Alan Watts, born in Kent England, died in San Francisco, aged 58, popularised the counterculture movement of the 1960s in the United States. In 1938 Watts immigrated to America, studied Zen Buddhism in New York City, then in 1941 entered Evanston University, Chicago, graduating with a Master’s Degree in Theology in 1945. He moved to San Francisco in 1950 and joined the American Academy of Asian Studies, where he served as administrator, studying Japanese art and culture. In the last years of his life, Watts fell into a deep depression and episodes of heavy drinking. In 1973 he died in his sleep at Druid Heights, a bohemian community in Muir Woods, San Francisco Bay.

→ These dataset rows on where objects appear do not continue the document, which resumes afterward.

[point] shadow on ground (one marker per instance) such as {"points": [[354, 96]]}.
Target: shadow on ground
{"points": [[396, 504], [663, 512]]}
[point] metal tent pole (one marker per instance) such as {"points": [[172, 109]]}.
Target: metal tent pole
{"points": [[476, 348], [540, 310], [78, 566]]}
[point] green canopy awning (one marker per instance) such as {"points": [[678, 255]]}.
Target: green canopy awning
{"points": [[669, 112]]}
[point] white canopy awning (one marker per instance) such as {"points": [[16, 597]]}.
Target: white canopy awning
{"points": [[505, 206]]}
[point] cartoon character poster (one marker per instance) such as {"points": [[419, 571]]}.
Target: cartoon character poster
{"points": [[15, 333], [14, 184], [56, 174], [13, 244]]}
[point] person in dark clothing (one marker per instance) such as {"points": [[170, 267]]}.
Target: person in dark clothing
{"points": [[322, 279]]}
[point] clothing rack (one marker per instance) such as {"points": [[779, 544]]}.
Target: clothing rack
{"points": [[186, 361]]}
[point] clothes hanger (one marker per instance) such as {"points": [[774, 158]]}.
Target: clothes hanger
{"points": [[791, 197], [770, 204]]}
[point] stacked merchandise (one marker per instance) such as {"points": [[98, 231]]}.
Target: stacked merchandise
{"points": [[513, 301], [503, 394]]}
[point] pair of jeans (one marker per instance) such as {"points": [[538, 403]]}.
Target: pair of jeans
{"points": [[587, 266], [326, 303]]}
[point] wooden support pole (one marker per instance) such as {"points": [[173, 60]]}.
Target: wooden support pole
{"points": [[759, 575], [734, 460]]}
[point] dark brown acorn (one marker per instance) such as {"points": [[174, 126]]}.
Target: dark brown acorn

In his autobiography, In My Own Way, Watts reminisced on meeting Ella one evening (early 1953) in Elsa Gidlow’s Fairfax home: this frail, transparent, bewitching old lady talked to us like a true shaman about the personalities of mountains, and about talking to the weather and to wild animals, and we talked about a film we had both seen in 1926 of attempts to climb Everest, embellished with scenes of Tibetan dancing.

Charles Eskine Scott Wood

20 February 1852 – 22 Janruary 1944

Charles Erskine Scott Wood died a month before his ninety-second birthday at his home The Cats in 1944. William Rose Benet called him a man of the highest idealism… whose lifetime was devoted to courageous battling for the rights of the underprivileged… a poet superior in keenness of intellect to Walt Whitman. At the end of December 1930 Ella had not received legal immigration status. CESW advised her to go to Victoria, British Columbia, in order to restart the process toward American citizenship. Her application for re-entry to the U.S. was declined for months on the grounds that she might become a public charge. In Ella’s memoirs, as she doses in front of her fire in Cluan Ard a crash of a log falls to ashes stirs her and she recalls a morning at The Cats and breakfast on the patio with grapevines twinning in lattice-work, and a cherry tree spring into the blueness. Sara Bard Field and Erskine Scott Wood on their vineyard-crowned hillside. The talk is of poetry; and two police dogs, one black, one golden, stand by to listen.